I have following dataframe in R, with duplicated records I need to set as TRUE/FALSE in a new column:
library(tidyverse)
test_data <- data.frame(
origin_country = c('US', 'US', 'BR', 'CN'),
destin_country = c('DE', 'DE', 'UK', 'IT'),
year = c(2020, 2020, 2019, 2019),
item = c('wheat', 'wheat', 'wheat', 'rice'),
value = c(2000, 2000, 3000, 2500))
The result should look like this:
expected_answer <- data.frame(
origin_country = c('US', 'US', 'BR', 'CN'),
destin_country = c('DE', 'DE', 'UK', 'IT'),
year = c(2020, 2020, 2019, 2019),
item = c(wheat, wheat, wheat, rice),
value = c(2000, 2000, 3000, 2500),
duplicated_record = c(TRUE, TRUE, FALSE, FALSE))
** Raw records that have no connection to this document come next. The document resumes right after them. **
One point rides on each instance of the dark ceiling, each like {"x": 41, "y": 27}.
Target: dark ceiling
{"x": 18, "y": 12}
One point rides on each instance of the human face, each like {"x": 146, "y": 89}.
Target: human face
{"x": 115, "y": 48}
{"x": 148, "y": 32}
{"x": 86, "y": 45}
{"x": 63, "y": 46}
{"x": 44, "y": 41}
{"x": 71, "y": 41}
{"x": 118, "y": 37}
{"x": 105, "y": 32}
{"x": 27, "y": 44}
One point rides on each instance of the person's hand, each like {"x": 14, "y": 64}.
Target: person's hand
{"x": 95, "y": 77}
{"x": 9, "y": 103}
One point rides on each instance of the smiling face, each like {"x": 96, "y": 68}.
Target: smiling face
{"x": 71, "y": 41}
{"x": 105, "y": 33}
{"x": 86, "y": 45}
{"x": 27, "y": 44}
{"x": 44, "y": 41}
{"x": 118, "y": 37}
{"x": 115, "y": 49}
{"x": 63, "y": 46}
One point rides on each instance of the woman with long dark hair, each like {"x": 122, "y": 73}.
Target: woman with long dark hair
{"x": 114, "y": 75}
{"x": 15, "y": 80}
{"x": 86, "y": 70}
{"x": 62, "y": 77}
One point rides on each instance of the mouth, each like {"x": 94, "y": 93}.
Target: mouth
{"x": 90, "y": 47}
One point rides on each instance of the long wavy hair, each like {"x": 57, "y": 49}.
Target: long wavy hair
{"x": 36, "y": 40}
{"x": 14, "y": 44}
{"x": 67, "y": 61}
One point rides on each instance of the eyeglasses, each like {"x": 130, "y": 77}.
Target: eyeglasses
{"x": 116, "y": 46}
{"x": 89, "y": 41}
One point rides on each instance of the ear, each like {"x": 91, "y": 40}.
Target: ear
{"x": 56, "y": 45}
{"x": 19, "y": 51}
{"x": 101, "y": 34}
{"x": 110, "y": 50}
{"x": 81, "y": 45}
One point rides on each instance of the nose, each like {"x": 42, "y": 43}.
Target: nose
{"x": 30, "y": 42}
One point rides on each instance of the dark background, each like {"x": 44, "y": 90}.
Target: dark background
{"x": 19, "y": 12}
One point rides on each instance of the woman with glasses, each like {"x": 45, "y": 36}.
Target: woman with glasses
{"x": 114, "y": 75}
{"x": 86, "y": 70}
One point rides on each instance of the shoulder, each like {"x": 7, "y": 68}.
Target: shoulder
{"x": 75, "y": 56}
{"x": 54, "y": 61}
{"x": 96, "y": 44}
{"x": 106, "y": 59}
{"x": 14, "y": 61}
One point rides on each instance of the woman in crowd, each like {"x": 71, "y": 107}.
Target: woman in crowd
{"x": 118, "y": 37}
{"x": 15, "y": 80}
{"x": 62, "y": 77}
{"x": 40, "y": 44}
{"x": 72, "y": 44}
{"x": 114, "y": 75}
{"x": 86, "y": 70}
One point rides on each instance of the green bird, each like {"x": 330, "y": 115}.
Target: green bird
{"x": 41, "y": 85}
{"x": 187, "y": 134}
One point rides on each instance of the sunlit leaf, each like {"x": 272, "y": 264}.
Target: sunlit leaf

I tried mutate with a case_when, but I get all values TRUE, while the last two values should be FALSE
test_data <- mutate(test_data, duplicated_record = case_when(
test_data$origin_country == test_data$origin_country & test_data$destin_country == test_data$destin_country & test_data$year == test_data$year & test_data$item == test_data$item ~ TRUE,
TRUE ~ FALSE
))
view(test_data)
Comparing across rows proved beyond my reach, any ideas? Thanks in advance!